"Paul Clifford", Chapter 18, by Edward Bulwer-Lytton
Why did she love him? Curious fool, be still!
Is human love the growth of human will?
To her he might be gentleness!
This chapter marks the half-way point! And if you add it up, including this chapter, we're up to 9 hours of audio. Oof.
Bladud: legendary king of the Britons ("king of the who?") who allegedly founded the city of Bath. Unfortunately, the pronunciation is not entirely clear. On the plus side, that means you can't absolutely say I pronounced it wrong, but it is likely that I didn't get it right either. We'll never know!
The Pump Room is a restaurant in Bath built in 1706 and which pumps water from the nearby hot springs into the dining room
fag-end here is not a cigarette butt, but an inferior and useless remnant of something
After Augustus' monologue about his being depressed, there is a footnote in the midst of that on the phrase "poetical character": Vide Moore's "Life of Byron," in which it is satisfactorily shown that if a man fast forty-eight hours, then eat three lobsters, and drink Heaven knows how many bottles of claret; if, when he wake the next morning, he sees himself abused as a demon by half the periodicals of the country,-if, in a word, he be broken in his health, irregular in his habits, unfortunate in his affairs, unhappy in his home, and if then he should be so extremely eccentric as to be low-spirited and misanthropical, the low spirits and the misanthropy are by no means to be attributed to the above agreeable circumstances, but, God wot, to the "poetical character"!
And then after Clifford goes off on the topic of repenting, there is a footnote in the text: The author need not, he hopes, observe that these sentiments are Mr. Paul Clifford's, not his.
I'm not sure who the Liston that Augustus is compared to is supposed to be. There are quite a few notable Lisons of the late 18th and early 19th centuries that are an option: Henry Liston (1771–1836), Scottish minister and inventor; John Liston (c. 1776 – 1846), English comedian; Robert Liston (1794–1847), Scottish surgeon; Robert Liston (1742–1836), British diplomat; Robert Liston (1730–1796), Scottish clergyman. If you have a thought on which one is most likely, leave a comment below making the case!
Gowland's lotions also appear in the writings of Jane Austen! Was it a real product during this time period? I don't know. If you do, please comment below.
"Full fathom five" is a phrase deriving from a verse passage in The Tempest by William Shakespeare known as Ariel's Song. The spirit Ariel addresses Prince Ferdinand after a shipwreck to tell him about the supposed drowning of his father in water about 5 fathoms (30 feet; 9 metres) deep and the physical metamorphosis that follows.
Foot note from the author on Alcidonis: See Marmontel's pretty tale of "Les Quatres Flacons."

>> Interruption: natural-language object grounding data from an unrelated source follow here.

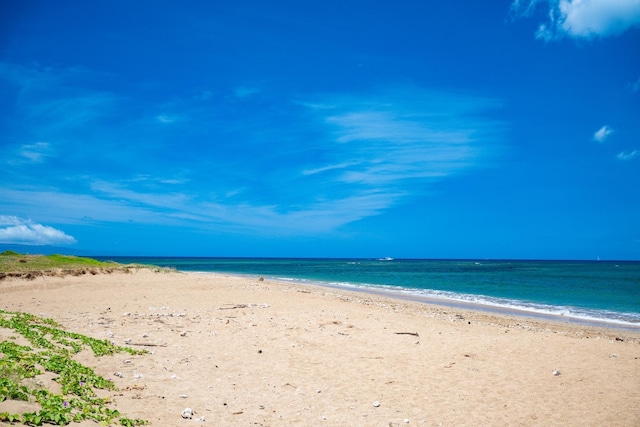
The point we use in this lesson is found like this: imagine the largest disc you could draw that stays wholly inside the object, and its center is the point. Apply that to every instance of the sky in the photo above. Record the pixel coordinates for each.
(409, 129)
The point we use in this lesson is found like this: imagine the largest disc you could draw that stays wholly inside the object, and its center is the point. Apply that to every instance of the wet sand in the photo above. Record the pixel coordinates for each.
(265, 353)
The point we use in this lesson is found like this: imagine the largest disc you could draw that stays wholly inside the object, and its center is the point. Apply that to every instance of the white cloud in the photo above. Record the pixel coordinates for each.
(628, 155)
(35, 153)
(602, 134)
(26, 232)
(245, 92)
(582, 18)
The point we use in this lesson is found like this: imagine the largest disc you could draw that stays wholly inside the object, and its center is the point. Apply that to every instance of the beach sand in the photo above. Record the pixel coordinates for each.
(253, 352)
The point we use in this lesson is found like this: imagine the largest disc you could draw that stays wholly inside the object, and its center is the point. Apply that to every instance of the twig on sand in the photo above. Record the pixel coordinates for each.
(146, 344)
(415, 334)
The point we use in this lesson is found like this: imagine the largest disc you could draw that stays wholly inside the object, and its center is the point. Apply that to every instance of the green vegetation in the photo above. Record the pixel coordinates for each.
(52, 350)
(13, 264)
(13, 261)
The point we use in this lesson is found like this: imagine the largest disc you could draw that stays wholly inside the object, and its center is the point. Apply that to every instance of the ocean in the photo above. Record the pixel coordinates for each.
(592, 292)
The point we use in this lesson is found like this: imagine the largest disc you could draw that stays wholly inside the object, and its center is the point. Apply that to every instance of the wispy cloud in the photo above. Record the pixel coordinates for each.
(245, 91)
(15, 230)
(581, 18)
(34, 153)
(628, 155)
(307, 166)
(602, 134)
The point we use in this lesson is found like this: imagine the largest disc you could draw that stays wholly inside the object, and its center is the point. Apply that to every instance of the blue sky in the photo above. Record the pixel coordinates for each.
(457, 129)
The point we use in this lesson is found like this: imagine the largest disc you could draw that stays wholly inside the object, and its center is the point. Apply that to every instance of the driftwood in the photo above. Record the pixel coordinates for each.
(233, 307)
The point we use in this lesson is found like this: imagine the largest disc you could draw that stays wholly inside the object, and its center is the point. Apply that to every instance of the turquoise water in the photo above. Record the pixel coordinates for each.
(607, 291)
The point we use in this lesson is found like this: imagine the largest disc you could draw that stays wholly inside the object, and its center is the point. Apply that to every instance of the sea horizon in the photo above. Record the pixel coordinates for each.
(599, 293)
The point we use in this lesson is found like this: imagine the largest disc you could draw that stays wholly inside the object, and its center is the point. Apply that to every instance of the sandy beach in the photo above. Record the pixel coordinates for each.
(250, 352)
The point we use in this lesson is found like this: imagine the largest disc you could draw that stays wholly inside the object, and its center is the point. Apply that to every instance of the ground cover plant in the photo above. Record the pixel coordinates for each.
(51, 349)
(15, 265)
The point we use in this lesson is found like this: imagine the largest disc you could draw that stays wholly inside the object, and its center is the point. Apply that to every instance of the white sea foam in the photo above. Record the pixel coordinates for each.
(492, 304)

licentiate: the holder of a certificate of competence to practice a certain profession, typically that of a medical doctor
Baiae was an ancient Roman town situated on the northwest shore of the Gulf of Naples. It was a fashionable resort for centuries in antiquity, particularly towards the end of the Roman Republic. It was notorious for its hedonistic offerings and the attendant rumours of corruption and scandal.

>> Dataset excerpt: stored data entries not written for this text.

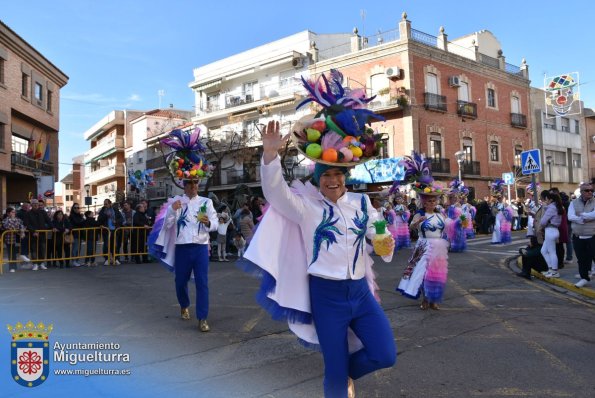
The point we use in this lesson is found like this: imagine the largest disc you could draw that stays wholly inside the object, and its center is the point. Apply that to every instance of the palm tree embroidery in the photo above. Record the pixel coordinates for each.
(181, 223)
(361, 223)
(325, 232)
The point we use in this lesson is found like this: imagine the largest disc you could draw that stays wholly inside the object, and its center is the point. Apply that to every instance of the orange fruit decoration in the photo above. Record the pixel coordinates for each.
(330, 155)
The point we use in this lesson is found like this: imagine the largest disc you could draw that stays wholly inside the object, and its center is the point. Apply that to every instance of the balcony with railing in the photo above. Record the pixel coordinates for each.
(467, 109)
(440, 165)
(435, 102)
(518, 120)
(23, 162)
(470, 167)
(110, 144)
(104, 173)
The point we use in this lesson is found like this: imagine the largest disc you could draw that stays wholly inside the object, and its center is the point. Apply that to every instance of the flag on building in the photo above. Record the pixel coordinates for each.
(38, 150)
(46, 155)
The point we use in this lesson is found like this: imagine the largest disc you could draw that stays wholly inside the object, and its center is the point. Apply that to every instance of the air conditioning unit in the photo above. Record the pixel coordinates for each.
(393, 72)
(454, 81)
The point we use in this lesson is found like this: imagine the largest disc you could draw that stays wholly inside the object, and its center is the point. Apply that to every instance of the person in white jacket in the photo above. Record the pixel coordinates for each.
(333, 225)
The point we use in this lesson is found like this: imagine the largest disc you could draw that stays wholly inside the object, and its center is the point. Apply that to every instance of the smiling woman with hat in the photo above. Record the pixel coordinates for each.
(427, 268)
(310, 249)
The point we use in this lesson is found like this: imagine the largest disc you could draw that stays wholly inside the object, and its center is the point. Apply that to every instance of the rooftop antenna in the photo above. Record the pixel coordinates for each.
(362, 14)
(160, 94)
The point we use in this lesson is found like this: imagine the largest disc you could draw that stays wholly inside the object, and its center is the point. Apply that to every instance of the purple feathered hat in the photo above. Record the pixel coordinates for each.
(419, 175)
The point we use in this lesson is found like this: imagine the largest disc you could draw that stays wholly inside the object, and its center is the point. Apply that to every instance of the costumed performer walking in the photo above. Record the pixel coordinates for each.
(456, 229)
(427, 268)
(469, 211)
(310, 246)
(180, 236)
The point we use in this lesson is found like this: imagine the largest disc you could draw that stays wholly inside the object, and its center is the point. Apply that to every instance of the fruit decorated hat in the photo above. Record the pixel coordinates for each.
(419, 175)
(339, 134)
(186, 159)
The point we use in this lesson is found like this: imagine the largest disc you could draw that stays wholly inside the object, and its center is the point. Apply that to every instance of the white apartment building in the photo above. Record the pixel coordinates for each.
(236, 95)
(563, 144)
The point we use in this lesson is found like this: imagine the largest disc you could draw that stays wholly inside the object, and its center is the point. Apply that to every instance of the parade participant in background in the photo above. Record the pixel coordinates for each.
(502, 213)
(469, 211)
(401, 223)
(310, 249)
(581, 214)
(427, 268)
(550, 222)
(456, 229)
(180, 236)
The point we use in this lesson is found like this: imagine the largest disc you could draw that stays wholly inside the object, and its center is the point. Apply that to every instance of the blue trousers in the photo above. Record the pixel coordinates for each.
(337, 306)
(193, 257)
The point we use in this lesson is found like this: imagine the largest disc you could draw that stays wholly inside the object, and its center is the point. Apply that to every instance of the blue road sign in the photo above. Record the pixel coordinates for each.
(531, 161)
(508, 178)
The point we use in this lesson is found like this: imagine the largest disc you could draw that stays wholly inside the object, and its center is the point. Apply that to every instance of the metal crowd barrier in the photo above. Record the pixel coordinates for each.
(87, 244)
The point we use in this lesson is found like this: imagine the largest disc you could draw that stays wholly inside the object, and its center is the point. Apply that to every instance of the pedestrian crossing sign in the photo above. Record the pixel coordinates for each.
(531, 161)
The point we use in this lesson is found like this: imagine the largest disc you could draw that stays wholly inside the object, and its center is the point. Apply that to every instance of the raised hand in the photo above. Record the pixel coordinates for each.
(272, 141)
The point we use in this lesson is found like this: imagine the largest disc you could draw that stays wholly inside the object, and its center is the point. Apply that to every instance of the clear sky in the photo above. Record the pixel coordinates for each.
(119, 54)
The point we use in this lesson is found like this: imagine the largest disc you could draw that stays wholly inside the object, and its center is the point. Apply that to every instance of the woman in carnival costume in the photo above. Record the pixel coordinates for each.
(469, 211)
(427, 267)
(456, 229)
(502, 213)
(180, 236)
(310, 247)
(400, 226)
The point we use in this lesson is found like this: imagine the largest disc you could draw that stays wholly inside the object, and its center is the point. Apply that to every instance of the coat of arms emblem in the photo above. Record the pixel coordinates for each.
(29, 353)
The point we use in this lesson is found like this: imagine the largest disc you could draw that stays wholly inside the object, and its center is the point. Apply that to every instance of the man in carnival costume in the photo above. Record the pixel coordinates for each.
(180, 237)
(310, 247)
(469, 211)
(427, 268)
(502, 213)
(456, 230)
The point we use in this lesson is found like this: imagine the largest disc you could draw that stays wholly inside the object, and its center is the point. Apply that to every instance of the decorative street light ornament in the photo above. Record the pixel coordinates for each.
(185, 160)
(562, 94)
(339, 134)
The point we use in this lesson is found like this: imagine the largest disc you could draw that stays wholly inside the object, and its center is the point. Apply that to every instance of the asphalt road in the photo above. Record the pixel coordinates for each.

equivoke: an expression capable of having more than one meaning; a pun
roquelaire: a knee-length cloak worn especially in the 18th and 19th centuries
Author's footnote on the Cymon reference: See Dryden's poem of “Cymon and Iphigenia.”
The picture used is "View of Bath, England, from the hills." from the Boston Public Library, taken from The Iliad and the Odyssey, translated by Alexander Pope, 1809. Used here under the Creative Commons Attribution 2.0 Generic license (https://creativecommons.org/licenses/by/2.0/)
It seems entirely too remarkable a coincidence for a painting like this to exist given it perfectly matches the time and place of the story, it seems more likely that the author saw this painting and it inspired him to use Bath as a setting in the story. Or maybe Bulwer-Lytton just really like Jane Austen's works? Hmm...
To follow along: https://www.gutenberg.org/files/7735/7735-h/7735-h.htm#link2HCH0018
I once had a deeply romantic relationship, not so much in the details described in this chapter, but at least in the spirit described, and it went on for some years. Sadly for me, it did not work out in the end, but this chapter really struck a chord deep within me.